National Policies and Strategies: Vulnerable Groups To Be Included


The Pilot Committee of the Economic and Social Inclusion Programme identified hindrances to growth in Douala recently.

 

Effort to speed up growth rate in the country has entered high gear. Various government programmes set up to that effect, including the Pilot Committee of the Economic and Social Inclusion Programme, PRINCES, has identified the weak inclusion of vulnerable groups in decision-making as a major hindrance.

The second session of the committee held recently in Akwa, chaired by the Secretary General in the Ministry of Economy, Planning and Regional Development in the presence of Littoral’s Delegate of Economy, Planning and Regional Development, Blaise-Aimé Ella and the Deputy Resident Representative of the United Nations Development Programme.

During the session, five factors that hinge on vulnerable groups such as women, youths, elderly persons, ethnic minorities, disabled persons and people living with HIV were identified.
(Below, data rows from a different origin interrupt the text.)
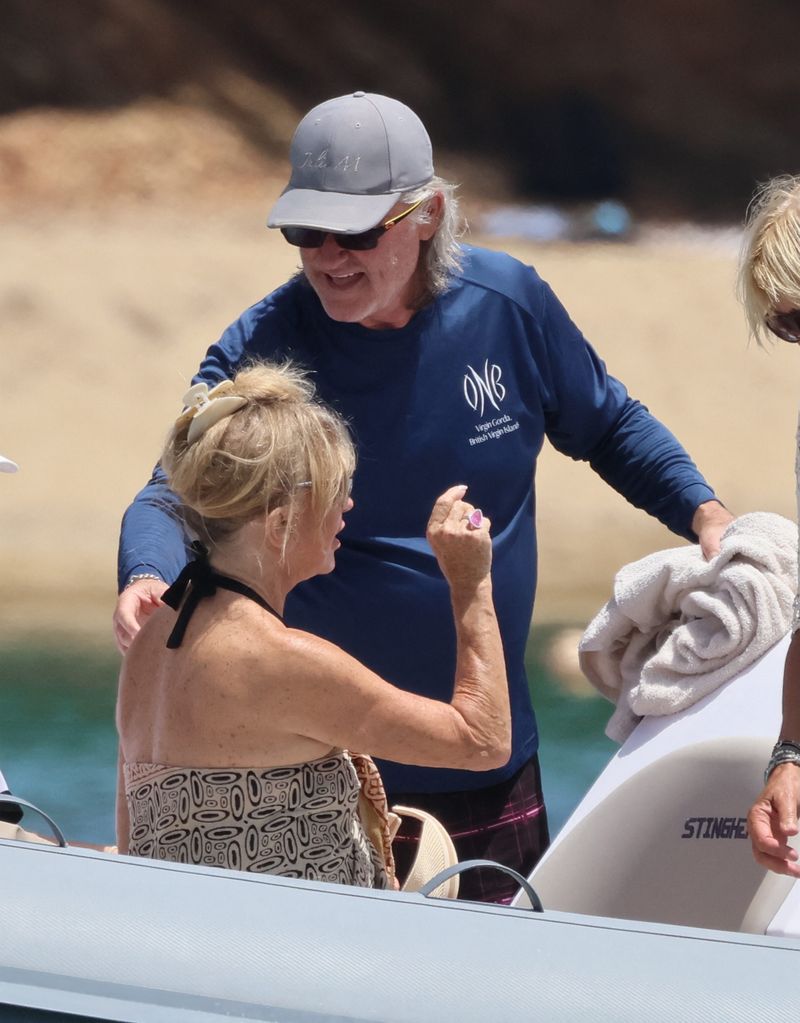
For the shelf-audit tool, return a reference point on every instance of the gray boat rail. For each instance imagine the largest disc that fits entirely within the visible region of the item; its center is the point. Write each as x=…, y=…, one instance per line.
x=87, y=935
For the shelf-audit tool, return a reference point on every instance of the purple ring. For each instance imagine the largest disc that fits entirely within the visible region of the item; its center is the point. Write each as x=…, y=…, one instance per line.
x=475, y=520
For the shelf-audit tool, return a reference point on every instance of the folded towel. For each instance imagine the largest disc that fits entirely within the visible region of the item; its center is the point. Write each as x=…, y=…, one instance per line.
x=678, y=626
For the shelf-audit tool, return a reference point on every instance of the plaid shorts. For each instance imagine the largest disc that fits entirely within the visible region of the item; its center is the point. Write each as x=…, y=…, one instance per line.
x=505, y=823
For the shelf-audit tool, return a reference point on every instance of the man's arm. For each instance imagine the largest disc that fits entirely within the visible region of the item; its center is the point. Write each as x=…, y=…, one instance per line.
x=590, y=416
x=152, y=541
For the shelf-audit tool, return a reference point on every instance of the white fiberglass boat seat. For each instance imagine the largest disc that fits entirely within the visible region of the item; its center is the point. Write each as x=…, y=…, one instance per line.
x=662, y=835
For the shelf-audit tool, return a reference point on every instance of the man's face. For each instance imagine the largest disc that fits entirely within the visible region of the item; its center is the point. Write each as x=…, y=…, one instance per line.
x=375, y=287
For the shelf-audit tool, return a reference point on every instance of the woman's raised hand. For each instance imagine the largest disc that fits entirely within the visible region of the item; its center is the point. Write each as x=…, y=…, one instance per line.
x=458, y=534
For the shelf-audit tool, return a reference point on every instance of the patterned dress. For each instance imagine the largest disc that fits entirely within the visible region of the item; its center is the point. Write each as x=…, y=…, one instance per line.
x=300, y=820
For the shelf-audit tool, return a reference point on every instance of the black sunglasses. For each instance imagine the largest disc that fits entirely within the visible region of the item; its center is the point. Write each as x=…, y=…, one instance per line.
x=311, y=237
x=785, y=325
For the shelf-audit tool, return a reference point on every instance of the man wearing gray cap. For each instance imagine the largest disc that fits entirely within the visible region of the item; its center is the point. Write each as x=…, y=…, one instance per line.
x=452, y=364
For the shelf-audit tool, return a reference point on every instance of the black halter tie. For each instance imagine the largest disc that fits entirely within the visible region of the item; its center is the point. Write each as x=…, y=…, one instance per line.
x=197, y=579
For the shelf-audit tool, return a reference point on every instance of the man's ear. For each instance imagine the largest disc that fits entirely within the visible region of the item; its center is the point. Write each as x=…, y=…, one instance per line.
x=435, y=208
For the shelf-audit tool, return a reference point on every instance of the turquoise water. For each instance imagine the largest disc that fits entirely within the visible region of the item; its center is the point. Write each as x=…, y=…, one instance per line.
x=58, y=743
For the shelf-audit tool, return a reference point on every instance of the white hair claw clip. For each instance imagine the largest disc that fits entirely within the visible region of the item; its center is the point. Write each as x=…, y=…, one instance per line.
x=209, y=408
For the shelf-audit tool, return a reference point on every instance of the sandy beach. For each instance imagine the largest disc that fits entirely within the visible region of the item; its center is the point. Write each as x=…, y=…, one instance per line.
x=105, y=316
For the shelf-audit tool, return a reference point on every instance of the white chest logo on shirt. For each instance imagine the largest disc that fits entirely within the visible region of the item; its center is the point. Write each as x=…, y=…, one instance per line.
x=478, y=389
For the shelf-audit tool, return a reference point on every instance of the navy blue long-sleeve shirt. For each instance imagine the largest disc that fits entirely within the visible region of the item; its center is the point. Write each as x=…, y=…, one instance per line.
x=464, y=393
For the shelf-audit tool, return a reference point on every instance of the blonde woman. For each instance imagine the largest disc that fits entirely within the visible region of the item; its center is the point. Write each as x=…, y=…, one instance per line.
x=234, y=729
x=769, y=288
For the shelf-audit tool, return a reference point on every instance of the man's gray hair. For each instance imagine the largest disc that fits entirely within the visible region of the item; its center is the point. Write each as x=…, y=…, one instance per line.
x=443, y=254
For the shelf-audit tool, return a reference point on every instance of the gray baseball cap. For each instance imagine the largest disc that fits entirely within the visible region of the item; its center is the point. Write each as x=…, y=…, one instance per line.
x=351, y=158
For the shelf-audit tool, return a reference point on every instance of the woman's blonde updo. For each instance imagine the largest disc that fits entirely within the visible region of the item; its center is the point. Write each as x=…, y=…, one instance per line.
x=769, y=261
x=280, y=445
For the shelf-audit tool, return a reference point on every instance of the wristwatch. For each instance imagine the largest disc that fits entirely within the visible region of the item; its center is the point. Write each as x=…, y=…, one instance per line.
x=142, y=575
x=787, y=751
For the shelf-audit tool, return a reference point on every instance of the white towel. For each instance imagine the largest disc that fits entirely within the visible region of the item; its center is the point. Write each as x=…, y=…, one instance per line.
x=678, y=626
These include inadequate consideration of vulnerable groups in national policies and strategies, as well as in the process of decision-making, insufficient valorisation of the role of the private sector in the fight against poverty, intensification of poverty and inequality and non-attainment of the Millennium Development Goals.
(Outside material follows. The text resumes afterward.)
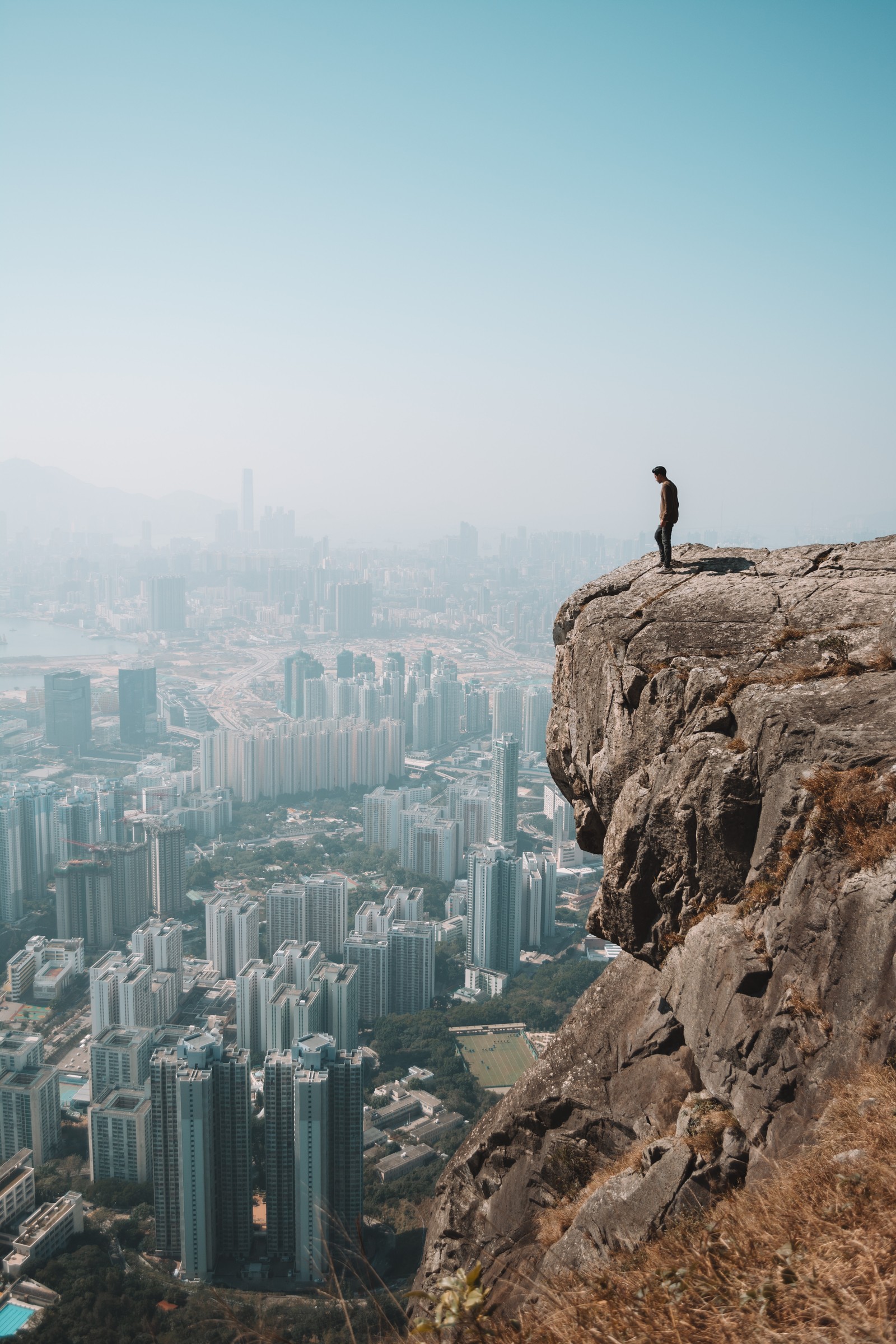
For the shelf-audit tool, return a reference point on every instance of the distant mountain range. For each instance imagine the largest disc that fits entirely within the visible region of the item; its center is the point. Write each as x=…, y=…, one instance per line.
x=41, y=499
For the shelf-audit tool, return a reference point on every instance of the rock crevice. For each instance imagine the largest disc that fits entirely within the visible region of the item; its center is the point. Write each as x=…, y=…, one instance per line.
x=689, y=721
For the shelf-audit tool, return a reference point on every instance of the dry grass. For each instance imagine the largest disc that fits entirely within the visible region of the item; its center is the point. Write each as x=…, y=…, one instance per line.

To justify this, the committee noted that nine out of 63 women were in government in 2015, five women out of 360 were divisional officers in 2011 and one woman was a prefect in 2012, none is governor and only 13 per cent of women were MPs in 2013. Meanwhile there is insufficient access to quality basic social services, inequitable access to production factors as well as to financial sources and inability to fully benefit from opportunities.
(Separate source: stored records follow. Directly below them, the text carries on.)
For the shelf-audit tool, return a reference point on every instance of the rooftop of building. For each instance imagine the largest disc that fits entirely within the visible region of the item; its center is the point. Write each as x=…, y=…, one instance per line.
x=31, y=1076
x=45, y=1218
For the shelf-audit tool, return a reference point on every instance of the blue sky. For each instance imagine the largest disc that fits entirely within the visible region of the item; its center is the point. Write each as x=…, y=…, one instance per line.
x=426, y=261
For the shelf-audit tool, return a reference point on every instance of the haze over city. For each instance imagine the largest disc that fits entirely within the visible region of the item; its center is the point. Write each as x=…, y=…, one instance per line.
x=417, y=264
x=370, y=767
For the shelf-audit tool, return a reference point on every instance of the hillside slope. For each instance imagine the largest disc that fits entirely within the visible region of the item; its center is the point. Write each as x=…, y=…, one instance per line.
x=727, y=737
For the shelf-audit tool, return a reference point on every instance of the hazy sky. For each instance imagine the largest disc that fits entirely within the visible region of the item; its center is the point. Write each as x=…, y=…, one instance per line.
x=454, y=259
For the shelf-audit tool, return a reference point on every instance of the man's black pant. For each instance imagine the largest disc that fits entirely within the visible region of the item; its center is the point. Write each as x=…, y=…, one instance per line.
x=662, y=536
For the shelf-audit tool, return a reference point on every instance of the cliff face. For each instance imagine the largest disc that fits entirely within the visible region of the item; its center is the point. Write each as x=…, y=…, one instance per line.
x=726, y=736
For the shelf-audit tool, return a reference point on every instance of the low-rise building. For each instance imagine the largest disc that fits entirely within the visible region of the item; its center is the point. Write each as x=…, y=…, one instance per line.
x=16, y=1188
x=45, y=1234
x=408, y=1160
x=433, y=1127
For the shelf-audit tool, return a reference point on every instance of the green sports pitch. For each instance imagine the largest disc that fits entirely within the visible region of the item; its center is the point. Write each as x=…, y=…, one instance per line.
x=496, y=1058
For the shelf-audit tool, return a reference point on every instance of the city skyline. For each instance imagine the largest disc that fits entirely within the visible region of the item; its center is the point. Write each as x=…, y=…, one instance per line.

As a result, the committee has set up a programme to improve on the participation of vulnerable groups in politics and to include their worries and issues such as gender among others in national programmes, policies and strategies. The objective is to strengthen consideration of the situation of vulnerable groups in policies and strategies at the central and local levels, as well as reinforce the implication of the private sector in the fight against poverty.